In the winter of 1536, her health grew worse than usual. She desperately wrote to Mary, writing new letters nearly every day. One day, she penned one to the king.

"My most dear lord, king and husband,
The hour of my death now drawing on, the tender love I owe you forceth me, my case being such, to commend myself to you, and to put you in remembrance with a few words of the health and safeguard of your soul which you ought to prefer before all worldly matters, and before the care and pampering of your body, for the which you have cast me into many calamities and yourself into many troubles.
For my part, I pardon you everything, and I wish to devoutly pray God that He will pardon you also.
For the rest, I commend unto you our daughter Mary, beseeching you to be a good father unto her, as I have heretofore desired.
I entreat you also, on behalf of my maids, to give them marriage portions, which is not much, they being but three.
For all my other servants I solicit the wages due them, and a year more, lest they be unprovided for.
Lastly, I make this vow, that mine eyes desire you above all things.
Katharine the Quene"

It is in this way that I am still cared for now, through Catherine's forethought and compassion. Catherine passed from this life in late spring, the chill of winter exiting her body in a final puff of breath. There was no grand funeral, as would have been fitting for a queen so loved by her people, who had ridden into battle for her country and beliefs, in more ways than just the literal. Catherine was dead, and our lives had, effectively, come to an end. We were forever tied to Catherine, and in her absence, there was little left to do but wait for our time to come. Because of Catherine, we were able to do so comfortably, in a place by the sea, the radiance of the sun reflecting off of our skin, the gloom of the years past too strong upon us to allow for any warmth in our hearts.

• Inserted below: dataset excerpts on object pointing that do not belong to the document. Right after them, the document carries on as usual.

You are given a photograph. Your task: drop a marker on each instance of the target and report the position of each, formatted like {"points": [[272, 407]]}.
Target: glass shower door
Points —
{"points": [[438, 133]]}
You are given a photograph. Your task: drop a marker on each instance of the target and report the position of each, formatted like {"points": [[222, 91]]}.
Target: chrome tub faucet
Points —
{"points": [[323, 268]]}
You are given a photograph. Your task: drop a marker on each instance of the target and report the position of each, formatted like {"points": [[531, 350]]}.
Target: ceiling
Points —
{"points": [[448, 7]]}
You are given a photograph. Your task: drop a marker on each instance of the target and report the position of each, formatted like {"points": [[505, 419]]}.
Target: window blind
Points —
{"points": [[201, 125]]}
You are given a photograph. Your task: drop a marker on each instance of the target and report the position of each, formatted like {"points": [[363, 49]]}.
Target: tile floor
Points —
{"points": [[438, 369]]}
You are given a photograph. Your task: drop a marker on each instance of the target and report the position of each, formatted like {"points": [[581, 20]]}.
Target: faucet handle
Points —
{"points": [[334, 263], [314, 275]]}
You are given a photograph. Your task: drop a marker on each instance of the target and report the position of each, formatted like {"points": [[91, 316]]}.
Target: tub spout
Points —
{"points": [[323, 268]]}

Anne Boleyn would go on to be one of the most infamous queens in history, executed by Henry on charges of incest. Whether there was truth to these charges, none may ever know. She too failed to produce a male heir for the king, perhaps leading to his quick disposal of her. Henry would marry a total of six times, never producing a surviving heir. Henry FitzRoy, the son of Bessie Blount, would die in young adulthood. Anne Boleyn's single daughter, Elizabeth, and Catherine's daughter Mary, would also become famous queens of England. Far, far into the future, the Kimbolton castle would become a school, and student's would share tales of the spirit of Catherine of Aragon haunting the halls.

It was a pleasure to serve Queen Catherine, and a horror to watch her torn down by the greed and lust of others. I await my reunion with her, and Lucy, who was lost so long ago, upon my own passing. May Catherine's tale of faith, love, and duty, live on long past myself and my friends.